For this example, we will use a Schedule type Trigger. Click `Schedule` to open a new Trigger; name the trigger `gcs_to_bigquery_schedule`, set the frequency to `daily`, and set a start date. A Mage Schedule Trigger also allows the use of more complex schedules with a [Cron expression](https://docs.oracle.com/cd/E12058_01/doc/doc.1014/e12030/cron_expressions.htm). 

Save the changes to the Trigger and click `Enable trigger`. Now the Trigger is active and ready to run!

## Parameterized Execution
We can pass variables or parameters through entire DAGs when loading data in Mage in a couple different ways.
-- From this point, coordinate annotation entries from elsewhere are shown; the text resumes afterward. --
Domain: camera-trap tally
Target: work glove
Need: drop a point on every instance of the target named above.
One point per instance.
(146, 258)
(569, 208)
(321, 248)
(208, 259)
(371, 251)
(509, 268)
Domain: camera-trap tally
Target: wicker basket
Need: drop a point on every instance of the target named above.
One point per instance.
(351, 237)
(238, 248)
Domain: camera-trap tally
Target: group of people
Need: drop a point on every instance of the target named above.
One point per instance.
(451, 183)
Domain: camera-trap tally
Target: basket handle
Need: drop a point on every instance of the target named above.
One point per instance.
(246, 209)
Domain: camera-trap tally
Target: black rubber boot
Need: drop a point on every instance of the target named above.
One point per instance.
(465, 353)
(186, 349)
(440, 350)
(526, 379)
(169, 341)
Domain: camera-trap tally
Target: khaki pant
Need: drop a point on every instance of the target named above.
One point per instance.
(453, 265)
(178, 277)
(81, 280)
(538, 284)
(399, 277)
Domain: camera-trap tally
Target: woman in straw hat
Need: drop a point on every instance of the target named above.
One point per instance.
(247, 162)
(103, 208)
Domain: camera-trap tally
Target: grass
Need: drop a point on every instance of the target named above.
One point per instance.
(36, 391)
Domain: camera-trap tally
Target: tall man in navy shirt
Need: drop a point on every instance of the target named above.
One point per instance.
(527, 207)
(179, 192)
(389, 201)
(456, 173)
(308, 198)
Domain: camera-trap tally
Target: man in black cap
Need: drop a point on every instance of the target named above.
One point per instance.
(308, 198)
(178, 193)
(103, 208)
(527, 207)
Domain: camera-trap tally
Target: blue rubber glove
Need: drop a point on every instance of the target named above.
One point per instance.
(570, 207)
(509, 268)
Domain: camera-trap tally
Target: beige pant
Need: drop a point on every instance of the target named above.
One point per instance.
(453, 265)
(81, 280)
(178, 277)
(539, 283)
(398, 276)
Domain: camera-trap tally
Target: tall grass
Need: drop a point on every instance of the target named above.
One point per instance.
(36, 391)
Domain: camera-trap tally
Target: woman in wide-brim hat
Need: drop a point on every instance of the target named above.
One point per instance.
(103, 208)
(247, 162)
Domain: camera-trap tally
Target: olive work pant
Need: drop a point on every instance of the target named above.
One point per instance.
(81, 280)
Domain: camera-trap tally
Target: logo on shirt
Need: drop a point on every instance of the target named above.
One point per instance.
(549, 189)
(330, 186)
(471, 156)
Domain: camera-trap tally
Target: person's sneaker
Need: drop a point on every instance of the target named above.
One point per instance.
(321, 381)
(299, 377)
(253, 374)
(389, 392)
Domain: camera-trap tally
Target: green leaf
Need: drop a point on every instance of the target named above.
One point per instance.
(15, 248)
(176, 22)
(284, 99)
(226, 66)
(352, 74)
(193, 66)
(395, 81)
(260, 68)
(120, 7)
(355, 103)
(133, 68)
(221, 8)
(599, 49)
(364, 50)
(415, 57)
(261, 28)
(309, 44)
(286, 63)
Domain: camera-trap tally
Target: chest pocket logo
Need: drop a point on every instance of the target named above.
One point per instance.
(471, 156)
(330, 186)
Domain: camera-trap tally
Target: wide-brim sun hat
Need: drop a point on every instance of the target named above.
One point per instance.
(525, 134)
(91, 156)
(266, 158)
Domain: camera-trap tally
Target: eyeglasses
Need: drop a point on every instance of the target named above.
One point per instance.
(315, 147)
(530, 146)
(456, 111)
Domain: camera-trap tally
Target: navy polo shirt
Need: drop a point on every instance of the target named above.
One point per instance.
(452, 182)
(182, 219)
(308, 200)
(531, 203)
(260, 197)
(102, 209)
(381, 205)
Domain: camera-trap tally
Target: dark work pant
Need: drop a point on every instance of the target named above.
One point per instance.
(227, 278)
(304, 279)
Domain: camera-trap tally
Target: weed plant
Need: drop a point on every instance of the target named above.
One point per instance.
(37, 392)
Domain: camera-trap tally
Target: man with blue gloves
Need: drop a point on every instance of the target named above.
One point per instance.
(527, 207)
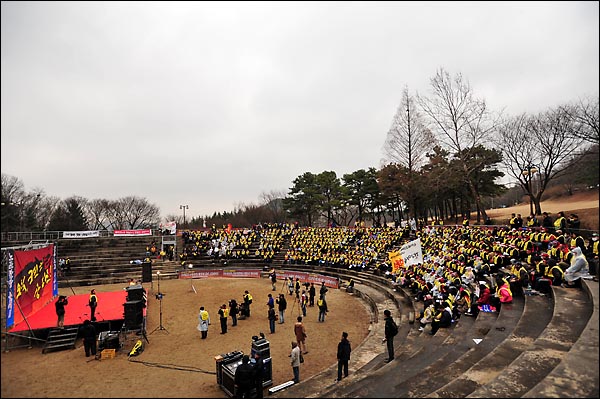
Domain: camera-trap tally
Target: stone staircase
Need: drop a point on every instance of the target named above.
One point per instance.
(60, 339)
(536, 347)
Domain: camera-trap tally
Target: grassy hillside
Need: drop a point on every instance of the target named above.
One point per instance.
(584, 204)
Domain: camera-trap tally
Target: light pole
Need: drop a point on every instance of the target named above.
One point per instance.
(184, 207)
(528, 172)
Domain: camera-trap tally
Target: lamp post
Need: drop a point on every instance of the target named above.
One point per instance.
(528, 173)
(184, 207)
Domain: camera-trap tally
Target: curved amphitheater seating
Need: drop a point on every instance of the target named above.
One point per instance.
(533, 348)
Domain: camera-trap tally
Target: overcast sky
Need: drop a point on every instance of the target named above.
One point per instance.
(211, 104)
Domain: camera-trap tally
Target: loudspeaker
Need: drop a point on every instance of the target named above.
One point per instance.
(133, 314)
(147, 272)
(109, 340)
(136, 293)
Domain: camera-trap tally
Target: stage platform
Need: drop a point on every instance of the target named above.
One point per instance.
(110, 308)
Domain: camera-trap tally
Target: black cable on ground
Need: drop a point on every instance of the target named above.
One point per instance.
(173, 367)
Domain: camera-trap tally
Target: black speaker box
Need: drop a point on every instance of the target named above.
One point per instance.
(147, 272)
(108, 340)
(136, 293)
(133, 314)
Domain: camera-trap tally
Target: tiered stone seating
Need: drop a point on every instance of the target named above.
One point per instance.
(96, 261)
(536, 347)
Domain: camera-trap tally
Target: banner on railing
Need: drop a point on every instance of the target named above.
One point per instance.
(305, 277)
(130, 233)
(31, 282)
(412, 253)
(168, 227)
(227, 273)
(81, 234)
The first option is to pass variables between blocks via `**kwargs**`. For example:

```Python
def export_taxi_data_to_gcp_parameter(df: DataFrame, **kwargs) -> None:

    # we can access variables passed through **kwargs by
    now = kwargs.get('execution_date')
```

Another options is set pipeline global variables through the pipeline editor itself or runtime variables in the Triggers page of the GUI.

## Backfills
**Backfills** allow us to run a pipeline multiple times with different parameters. This is usually used to populate historical or lost data especially when pipelines depend on date and time windows. For example, if a pipeline that collects daily timestamped data goes down for a couple of days, we can use backfills to rerun the pipeline for those outage days to *backfill* the missing data.

Navigate to the Backfills tab on the left navigation bar in the Mage GUI and `Create a new backfill`.

From here, we can configure the Backfill to run our pipeline a specific number of times based on a start date, an end date, and an interval.